The corporations that have benefited from the billions of public subsidy Railtrack has received will again be featherbedded now the company is bankrupt. And Byers's scheme for replacing Railtrack will put another group of privateers in charge-bosses from the companies that run train services.
The Tories sold off Railtrack in 1996 for £1.8 billion-less than a quarter of its true value. That allowed a small number of people to become millionaires overnight. The same is true for the other rail companies. Just three men became multimillionaires through buying up shares in the Porterbrook rail company and then selling them off when the price rocketed. Huge public subsidies propped up those companies, just as they did for Railtrack. The government is promising to change none of this.
It says it will pump £30 billion of public money into what remains a privately owned industry over the next ten years. Its obsession with privatisation means it will not have control over the company that is to replace Railtrack.
Rail expert Christian Wolmar writes, 'Railtrack will become a private company with no shareholders, and profits will be reinvested. But in order to keep the railways out of Gordon Brown's precious public sector borrowing requirement, the government will not be able to appoint its directors or exercise day to day control. Rationally, the government should have just renationalised Railtrack.'
New Labour has gone through one excuse after another over the last four years to avoid renationalising the rail industry. It promised a 'publicly accountable, publicly owned railway' before the 1997 general election. Then Tony Blair said renationalisation would be too expensive. The government promised the private rail companies more in public subsidy than it would have cost to buy them out.

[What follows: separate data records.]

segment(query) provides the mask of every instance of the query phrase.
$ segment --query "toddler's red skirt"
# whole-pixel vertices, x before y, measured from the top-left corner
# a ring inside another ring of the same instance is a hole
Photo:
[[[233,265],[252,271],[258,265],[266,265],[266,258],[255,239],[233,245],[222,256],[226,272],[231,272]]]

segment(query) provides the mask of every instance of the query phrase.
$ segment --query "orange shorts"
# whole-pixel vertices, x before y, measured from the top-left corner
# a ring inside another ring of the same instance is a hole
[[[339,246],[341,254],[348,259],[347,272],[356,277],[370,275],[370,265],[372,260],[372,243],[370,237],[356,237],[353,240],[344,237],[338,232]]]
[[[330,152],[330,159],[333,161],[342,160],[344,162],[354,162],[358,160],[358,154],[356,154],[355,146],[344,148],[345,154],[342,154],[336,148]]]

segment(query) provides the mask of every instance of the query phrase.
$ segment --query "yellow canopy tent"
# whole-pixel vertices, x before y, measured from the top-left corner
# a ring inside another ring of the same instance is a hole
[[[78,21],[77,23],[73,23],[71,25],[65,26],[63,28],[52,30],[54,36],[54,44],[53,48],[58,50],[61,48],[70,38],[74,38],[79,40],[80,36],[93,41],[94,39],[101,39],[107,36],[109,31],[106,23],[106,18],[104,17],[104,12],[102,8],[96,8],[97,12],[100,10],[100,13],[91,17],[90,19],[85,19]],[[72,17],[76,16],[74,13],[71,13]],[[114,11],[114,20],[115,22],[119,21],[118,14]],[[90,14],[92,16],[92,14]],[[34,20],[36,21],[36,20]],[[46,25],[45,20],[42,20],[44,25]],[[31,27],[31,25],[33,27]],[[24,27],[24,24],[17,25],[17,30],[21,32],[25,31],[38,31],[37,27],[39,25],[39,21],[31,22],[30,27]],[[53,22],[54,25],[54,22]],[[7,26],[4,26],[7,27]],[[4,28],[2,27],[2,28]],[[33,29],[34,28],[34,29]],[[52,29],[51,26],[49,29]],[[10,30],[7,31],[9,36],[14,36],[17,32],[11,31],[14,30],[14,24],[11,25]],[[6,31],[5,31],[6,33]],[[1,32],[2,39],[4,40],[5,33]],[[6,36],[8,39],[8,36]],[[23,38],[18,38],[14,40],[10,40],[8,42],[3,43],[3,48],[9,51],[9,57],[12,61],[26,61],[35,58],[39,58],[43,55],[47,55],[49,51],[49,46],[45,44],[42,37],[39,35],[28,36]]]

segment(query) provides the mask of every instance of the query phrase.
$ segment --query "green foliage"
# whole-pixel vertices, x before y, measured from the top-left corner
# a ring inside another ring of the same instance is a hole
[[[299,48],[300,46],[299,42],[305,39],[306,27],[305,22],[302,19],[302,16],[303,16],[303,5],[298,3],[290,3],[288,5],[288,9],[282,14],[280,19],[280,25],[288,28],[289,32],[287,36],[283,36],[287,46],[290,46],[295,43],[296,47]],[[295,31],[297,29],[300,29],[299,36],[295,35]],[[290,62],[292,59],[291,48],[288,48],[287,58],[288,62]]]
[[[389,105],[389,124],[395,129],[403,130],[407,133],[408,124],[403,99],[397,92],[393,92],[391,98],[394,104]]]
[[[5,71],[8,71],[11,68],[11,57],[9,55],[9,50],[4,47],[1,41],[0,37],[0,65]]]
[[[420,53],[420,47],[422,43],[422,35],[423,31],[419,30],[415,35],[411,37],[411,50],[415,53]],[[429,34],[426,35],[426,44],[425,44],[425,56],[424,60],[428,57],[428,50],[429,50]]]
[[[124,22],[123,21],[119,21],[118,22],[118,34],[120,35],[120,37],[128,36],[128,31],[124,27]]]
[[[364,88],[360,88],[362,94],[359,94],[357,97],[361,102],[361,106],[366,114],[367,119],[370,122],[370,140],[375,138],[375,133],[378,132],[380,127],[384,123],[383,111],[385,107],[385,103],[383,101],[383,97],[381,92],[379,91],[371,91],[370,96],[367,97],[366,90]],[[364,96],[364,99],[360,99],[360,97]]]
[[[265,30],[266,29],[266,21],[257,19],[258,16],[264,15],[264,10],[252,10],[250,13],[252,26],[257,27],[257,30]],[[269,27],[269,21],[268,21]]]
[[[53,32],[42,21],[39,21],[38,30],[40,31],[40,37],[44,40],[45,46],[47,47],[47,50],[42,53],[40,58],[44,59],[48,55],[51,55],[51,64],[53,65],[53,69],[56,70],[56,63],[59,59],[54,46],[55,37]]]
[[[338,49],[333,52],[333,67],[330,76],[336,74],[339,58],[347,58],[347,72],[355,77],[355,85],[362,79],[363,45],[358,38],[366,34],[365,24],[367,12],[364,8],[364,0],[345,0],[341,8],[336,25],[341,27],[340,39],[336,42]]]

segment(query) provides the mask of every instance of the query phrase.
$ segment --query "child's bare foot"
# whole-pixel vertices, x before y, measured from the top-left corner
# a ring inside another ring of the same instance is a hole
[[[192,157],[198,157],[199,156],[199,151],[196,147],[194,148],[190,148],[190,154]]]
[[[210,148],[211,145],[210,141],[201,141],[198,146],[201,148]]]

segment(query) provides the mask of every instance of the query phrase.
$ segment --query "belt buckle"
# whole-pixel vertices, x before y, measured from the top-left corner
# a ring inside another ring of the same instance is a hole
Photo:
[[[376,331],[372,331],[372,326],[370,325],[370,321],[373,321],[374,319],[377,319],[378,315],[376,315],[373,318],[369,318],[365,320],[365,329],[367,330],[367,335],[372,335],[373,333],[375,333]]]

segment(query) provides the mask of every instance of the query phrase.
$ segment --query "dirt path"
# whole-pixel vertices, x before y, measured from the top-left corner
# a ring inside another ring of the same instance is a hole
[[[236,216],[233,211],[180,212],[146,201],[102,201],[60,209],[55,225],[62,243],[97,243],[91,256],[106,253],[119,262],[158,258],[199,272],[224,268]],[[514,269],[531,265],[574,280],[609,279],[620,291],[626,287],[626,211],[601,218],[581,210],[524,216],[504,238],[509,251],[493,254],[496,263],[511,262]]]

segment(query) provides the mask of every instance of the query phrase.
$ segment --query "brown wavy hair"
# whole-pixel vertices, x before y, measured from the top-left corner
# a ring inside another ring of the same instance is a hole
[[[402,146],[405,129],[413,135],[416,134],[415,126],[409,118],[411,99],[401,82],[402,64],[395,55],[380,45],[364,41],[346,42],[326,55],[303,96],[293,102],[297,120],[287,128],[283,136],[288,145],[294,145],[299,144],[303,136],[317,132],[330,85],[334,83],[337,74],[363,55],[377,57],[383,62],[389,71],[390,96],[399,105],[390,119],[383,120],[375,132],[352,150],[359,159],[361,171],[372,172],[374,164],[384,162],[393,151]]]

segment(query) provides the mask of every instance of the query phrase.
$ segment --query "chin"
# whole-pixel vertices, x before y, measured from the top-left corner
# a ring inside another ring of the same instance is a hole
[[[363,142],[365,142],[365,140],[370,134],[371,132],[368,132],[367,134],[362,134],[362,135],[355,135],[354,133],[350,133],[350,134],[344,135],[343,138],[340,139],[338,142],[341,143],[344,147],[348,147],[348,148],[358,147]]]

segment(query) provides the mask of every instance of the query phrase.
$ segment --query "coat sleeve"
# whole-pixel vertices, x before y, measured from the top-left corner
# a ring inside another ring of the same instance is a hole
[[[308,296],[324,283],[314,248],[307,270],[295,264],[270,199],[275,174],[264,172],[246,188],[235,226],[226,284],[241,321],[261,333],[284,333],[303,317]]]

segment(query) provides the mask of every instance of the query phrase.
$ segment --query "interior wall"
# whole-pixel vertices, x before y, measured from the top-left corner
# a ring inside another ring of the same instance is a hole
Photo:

Then Railtrack's share price plummeted after last year's Hatfield crash. The government still said renationalisation was too expensive because shareholders would have to be compensated 'at the average price of the last three years'.

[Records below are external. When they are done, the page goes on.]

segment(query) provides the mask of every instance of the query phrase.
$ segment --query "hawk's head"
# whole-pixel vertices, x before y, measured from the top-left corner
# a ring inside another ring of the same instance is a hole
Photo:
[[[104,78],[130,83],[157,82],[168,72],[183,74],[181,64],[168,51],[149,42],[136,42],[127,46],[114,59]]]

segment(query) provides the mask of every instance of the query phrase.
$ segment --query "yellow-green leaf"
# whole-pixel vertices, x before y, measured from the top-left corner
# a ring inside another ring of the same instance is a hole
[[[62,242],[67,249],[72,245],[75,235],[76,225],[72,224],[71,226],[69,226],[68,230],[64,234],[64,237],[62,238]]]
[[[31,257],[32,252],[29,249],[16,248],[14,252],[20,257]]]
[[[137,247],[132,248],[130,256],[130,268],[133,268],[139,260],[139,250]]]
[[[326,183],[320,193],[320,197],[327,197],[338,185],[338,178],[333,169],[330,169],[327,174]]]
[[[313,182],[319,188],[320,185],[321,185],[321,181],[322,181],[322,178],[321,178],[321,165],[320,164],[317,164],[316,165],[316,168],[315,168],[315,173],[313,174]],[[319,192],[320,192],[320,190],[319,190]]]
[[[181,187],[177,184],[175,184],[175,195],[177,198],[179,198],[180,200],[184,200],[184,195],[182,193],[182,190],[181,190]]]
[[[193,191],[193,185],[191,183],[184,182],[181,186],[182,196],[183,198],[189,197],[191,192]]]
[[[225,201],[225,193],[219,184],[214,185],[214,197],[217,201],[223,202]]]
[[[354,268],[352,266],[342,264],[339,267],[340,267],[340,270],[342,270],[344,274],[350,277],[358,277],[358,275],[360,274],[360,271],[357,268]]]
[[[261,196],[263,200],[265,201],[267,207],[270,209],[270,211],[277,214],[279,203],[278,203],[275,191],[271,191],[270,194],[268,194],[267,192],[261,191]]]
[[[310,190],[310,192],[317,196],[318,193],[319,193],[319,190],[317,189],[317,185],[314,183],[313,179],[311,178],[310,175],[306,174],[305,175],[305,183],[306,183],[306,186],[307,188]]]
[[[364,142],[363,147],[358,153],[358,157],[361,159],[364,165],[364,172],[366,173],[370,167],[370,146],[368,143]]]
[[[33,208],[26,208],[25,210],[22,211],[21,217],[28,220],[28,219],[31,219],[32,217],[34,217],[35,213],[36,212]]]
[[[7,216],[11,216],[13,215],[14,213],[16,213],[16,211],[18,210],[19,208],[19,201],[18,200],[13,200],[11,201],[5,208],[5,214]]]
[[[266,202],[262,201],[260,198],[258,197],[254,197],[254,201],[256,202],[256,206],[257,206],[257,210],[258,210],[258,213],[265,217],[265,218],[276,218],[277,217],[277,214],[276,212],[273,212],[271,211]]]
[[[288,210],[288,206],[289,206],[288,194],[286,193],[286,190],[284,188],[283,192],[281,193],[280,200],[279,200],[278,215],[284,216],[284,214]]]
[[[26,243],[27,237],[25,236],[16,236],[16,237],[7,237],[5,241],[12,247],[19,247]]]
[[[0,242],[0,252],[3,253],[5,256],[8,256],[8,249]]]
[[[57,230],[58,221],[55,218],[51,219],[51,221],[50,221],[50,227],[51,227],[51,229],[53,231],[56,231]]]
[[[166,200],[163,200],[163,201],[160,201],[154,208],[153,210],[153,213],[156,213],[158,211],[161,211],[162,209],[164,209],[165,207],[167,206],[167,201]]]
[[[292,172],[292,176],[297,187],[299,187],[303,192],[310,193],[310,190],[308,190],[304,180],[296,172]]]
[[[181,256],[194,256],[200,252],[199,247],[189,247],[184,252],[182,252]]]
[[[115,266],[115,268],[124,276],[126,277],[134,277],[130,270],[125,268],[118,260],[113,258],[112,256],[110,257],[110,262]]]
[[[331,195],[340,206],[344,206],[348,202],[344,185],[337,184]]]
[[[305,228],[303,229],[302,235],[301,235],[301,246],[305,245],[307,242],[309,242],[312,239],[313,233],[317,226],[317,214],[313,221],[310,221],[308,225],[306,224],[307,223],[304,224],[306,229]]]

Now Railtrack has gone bust (but its property speculation arm, Railtrack Group, is still trading) big business is getting compensation, and the network is still not publicly owned, let alone the trains. And New Labour's plan for the construction projects Railtrack has botched is to sign yet more Public-Private Partnership deals.

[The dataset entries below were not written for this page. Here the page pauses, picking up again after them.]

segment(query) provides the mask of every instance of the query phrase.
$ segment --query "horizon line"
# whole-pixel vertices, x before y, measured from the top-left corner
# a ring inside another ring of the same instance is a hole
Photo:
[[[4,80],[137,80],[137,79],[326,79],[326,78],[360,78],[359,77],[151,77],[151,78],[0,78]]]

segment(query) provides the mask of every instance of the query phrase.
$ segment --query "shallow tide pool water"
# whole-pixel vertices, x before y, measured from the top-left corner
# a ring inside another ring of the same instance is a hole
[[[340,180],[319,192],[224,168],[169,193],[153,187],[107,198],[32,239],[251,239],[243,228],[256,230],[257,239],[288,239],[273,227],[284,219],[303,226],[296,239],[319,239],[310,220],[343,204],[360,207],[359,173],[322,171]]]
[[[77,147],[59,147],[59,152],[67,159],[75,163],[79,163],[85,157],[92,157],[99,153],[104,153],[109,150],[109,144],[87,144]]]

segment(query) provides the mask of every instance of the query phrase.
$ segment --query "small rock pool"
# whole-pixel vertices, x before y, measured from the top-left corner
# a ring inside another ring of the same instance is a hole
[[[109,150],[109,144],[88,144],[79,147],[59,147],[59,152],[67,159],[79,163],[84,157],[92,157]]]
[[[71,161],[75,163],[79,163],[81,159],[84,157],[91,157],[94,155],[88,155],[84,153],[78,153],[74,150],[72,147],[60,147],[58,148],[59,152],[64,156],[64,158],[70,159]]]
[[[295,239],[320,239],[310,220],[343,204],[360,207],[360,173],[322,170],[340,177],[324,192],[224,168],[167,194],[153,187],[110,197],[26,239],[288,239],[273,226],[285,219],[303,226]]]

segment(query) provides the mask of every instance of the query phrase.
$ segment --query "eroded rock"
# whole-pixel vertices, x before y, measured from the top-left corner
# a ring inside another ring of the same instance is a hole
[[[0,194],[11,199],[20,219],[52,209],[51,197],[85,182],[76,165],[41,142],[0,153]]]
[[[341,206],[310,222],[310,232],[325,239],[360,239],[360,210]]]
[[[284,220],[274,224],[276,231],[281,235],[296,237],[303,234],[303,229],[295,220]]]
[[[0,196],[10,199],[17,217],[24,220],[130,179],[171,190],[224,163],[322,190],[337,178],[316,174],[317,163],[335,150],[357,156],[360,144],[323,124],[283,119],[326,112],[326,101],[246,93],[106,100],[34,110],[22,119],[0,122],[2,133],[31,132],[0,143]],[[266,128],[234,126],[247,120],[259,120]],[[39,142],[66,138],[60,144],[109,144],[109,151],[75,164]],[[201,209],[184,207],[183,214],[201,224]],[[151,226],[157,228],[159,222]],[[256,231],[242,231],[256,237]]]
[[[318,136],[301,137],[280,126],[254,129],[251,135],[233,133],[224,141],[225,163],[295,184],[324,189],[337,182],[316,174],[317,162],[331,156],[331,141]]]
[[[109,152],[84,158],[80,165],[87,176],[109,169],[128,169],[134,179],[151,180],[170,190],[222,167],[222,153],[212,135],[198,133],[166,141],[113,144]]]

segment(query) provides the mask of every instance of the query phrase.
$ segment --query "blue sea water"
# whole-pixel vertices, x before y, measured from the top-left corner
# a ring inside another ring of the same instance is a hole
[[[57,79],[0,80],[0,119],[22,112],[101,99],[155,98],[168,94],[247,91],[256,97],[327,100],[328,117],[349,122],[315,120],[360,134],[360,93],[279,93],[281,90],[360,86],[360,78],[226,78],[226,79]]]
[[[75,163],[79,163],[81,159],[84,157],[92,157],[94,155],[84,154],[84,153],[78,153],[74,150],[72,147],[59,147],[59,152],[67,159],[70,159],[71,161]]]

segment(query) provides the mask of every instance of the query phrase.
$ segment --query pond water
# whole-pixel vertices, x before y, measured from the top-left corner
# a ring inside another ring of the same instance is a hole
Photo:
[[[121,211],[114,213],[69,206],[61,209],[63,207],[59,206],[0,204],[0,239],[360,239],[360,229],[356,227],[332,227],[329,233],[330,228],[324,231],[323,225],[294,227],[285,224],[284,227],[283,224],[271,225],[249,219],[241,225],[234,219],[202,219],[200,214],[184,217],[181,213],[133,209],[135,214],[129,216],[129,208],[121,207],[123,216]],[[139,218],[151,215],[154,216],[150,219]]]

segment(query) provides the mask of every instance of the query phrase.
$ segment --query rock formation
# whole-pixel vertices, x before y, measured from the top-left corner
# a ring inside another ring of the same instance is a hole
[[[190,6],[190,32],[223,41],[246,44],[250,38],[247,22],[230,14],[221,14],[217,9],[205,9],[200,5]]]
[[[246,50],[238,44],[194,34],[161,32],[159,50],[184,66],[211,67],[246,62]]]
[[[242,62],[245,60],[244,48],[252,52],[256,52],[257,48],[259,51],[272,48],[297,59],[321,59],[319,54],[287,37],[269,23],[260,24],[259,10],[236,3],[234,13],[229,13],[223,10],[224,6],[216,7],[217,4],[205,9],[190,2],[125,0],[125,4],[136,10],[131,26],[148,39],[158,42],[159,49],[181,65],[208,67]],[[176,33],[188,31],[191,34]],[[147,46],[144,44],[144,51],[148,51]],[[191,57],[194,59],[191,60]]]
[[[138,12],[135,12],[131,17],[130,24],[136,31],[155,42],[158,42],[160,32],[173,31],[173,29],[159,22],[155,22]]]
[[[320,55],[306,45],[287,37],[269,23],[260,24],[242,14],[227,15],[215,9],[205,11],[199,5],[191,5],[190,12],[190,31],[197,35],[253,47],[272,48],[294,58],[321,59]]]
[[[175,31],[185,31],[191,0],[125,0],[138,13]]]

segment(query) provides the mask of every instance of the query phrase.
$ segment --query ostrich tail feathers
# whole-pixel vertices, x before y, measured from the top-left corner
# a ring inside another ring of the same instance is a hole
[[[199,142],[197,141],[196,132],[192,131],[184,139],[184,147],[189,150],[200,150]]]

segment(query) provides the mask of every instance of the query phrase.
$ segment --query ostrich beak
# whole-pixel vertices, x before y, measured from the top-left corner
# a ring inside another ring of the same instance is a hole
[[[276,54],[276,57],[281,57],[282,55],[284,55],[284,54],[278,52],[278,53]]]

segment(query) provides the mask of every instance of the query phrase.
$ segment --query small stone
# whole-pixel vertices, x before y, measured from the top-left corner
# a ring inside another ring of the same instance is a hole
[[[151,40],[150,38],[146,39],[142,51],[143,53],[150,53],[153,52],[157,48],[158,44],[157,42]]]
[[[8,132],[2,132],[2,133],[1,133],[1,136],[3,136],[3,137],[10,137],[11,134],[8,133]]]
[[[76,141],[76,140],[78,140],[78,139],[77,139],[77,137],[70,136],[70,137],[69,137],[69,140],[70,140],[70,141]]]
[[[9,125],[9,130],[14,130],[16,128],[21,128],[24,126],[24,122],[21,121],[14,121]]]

These will involve companies such as Balfour Beatty, which failed to maintain the track at Hatfield. Every trade union leader should be mobilising to kill off privatisation.
Companies in crisis
RAILTRACK IS not the only major privatised company in crisis. British Airways, BT, Powergen and Scottish Power are all in trouble. They were all key parts of the Tories' privatisation crusade.
They were supposedly going to be more efficient, with profits shared out to millions of ordinary people in a new 'people's capitalism'. Instead they now all face catastrophic losses. So too do companies such as Telewest and NTL, two private cable networks set up to create artificial competition with BT.
The profits of the last few years have not been shared out. They have gone to big business and a tiny number of major shareholders. Now some ordinary people risk losing all after they were conned into buying shares. And thousands of workers are threatened with the sack. Thatcher's dream has turned sour. Yet New Labour continues to believe in it.